Note the wall=no tag. I believe this implies that it is some kind of porch or veranda. It has a rounded front which is where all the nodes are that make it have a nodes/meter ratio of just over 1.0. If a human mapper had mapped this building it would have likely been a single way that included the porch as well as the rest of the house instead of the 8 individual areas that the import created. This would have resulted in a single 70 meter long way with 47 nodes which comes out to 0.67 nodes/meter.
Checking a few more of these ways in France, it does look like some care was taken to prevent over-noding. Most of them are just barely over 1.0 nodes/meter. And at this point it should also be noted that closed ways are actually having their first/last node counted twice because of the way the database stores the node membership information. Since I was originally looking for over-noded highways I didn't take this into account. So technically a lot of these French buildings might be just under 1 node/meter. But the fact that there are so many of them right on this (arbitrary) limit is still interesting.
There are a few other source tags I recognize as well.
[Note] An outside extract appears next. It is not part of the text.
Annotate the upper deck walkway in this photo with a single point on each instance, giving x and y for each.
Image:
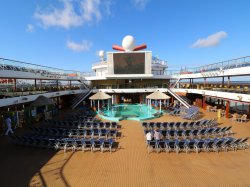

CanVec is imported from Canadian government data. NHD is the National Hydrography Dataset here in the US from which some people have imported rivers and lakes. I know several of these water feature imports have had problems with ridiculous over-noding. Some of it has been fixed but a lot remains. MassGIS is the Massachusetts GIS office which has been used for some local imports. In particular, the most over-noded way that I showcased above is from this MassGIS building import.
Of course the second most popular source tag is blank which doesn't tell us much. A tiny random sample shows there are a couple of imports that didn't use any source tag and some are just very detailed manual mapping.
I think finding what I was originally looking for (over-noded TIGER ways) is going to take some more digging. This post kind of got hijacked by the big red blob in France but I think I'll call it quits for now and do some more poking to find the TIGERs I'm after. If there is a lesson so far, I think it can be summed up as:
- Sanity check your imports! Tiny objects with a large number of nodes are an obvious sign that there is something weird going on in your conversion to .osm format. It is possible that the object was represented as a parametric curve in the source and the conversion to OSM format tried to recreate that as closely as possible within the constraints of our x/y coordinate system.
- Imports are not human data. Even in France where this building import is generally viewed as a good thing and a lot of checking and verifying of the data has taken place, the data is still very distinctly different from most of the OSM database that has been created by hand. This may not be a bad thing in every case but it is definitely something to think about when proposing and executing an import.